The final weeks read like an account of Death Row. There is denial: Coatbridge MP Tom Clarke assured colleagues: “It’s 1997 again. We’ll sweep the board.” There is gallows humour: Margaret Curran joked that after losing her seat she would move to Tenerife and open a gay bar called “Margarita’s”. Then the gut-thumping terror as the sentence is carried out: Brian Roy fled to the toilets to throw up as defeat after defeat rolled in.
The scale of the wipeout brought Murphy’s political career to a premature end, the most talented Scottish Labour figure of his generation tossed out in East Renfrewshire. “This is really bad,” he exclaimed to advisers on election night. “I thought I could fix it and I can’t. What have I done?”

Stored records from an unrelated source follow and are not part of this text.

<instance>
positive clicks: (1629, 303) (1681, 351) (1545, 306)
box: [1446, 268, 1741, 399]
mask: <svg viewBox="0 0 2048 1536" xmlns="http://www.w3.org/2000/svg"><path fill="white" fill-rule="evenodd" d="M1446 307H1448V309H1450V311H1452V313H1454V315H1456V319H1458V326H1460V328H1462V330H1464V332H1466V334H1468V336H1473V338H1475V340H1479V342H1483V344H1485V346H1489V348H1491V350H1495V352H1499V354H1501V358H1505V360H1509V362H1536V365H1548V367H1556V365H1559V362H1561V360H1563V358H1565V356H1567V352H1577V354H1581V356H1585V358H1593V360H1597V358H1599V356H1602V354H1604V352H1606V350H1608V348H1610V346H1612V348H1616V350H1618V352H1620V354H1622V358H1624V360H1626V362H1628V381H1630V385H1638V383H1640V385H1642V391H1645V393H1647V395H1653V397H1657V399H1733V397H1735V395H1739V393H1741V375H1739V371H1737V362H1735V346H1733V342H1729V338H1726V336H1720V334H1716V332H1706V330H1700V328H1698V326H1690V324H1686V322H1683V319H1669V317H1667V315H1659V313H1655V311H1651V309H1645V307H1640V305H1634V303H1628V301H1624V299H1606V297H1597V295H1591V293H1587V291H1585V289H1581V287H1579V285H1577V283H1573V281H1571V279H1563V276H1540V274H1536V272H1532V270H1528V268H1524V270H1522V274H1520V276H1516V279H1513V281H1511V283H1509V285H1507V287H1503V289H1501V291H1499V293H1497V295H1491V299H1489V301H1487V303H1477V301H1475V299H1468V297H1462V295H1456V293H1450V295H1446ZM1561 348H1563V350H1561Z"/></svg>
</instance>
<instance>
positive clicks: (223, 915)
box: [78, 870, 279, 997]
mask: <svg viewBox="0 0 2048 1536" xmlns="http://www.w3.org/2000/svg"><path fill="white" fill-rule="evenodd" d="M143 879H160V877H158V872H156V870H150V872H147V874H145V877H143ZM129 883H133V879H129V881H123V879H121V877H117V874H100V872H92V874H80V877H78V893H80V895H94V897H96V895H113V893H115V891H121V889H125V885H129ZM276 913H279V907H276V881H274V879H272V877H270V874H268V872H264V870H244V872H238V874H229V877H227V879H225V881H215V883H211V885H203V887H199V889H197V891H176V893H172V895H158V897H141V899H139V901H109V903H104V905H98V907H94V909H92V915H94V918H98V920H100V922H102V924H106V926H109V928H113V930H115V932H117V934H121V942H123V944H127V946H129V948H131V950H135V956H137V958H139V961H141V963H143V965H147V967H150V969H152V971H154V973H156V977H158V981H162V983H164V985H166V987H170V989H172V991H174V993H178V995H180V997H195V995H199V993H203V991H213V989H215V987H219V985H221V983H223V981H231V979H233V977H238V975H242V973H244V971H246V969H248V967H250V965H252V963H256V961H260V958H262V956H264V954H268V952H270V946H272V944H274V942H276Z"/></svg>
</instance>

Project Fear is a political Popbitch that will delight, enrage, offend and scandalise those involved. Nationalists will enjoy the ineptitude of their opponents – the book would sell out at the SNP conference faster than foam fingers and Nick Robinson voodoo dolls – but even Unionists will find this a compelling narrative. It is extensively researched (Pike managed to find the only critical quote I ever wrote about Jim Murphy) and benefits from a crisp style. A pacy account of the night a poll put Yes ahead climaxes in the White House: “What’s the contingency if they vote Yes?” an Obama adviser asks, and another replies bluntly: “There is no contingency.”
There is little in the way of analysis but as a piece of gossip it is wickedly indiscreet and all the more entertaining for its light touch and breezy style.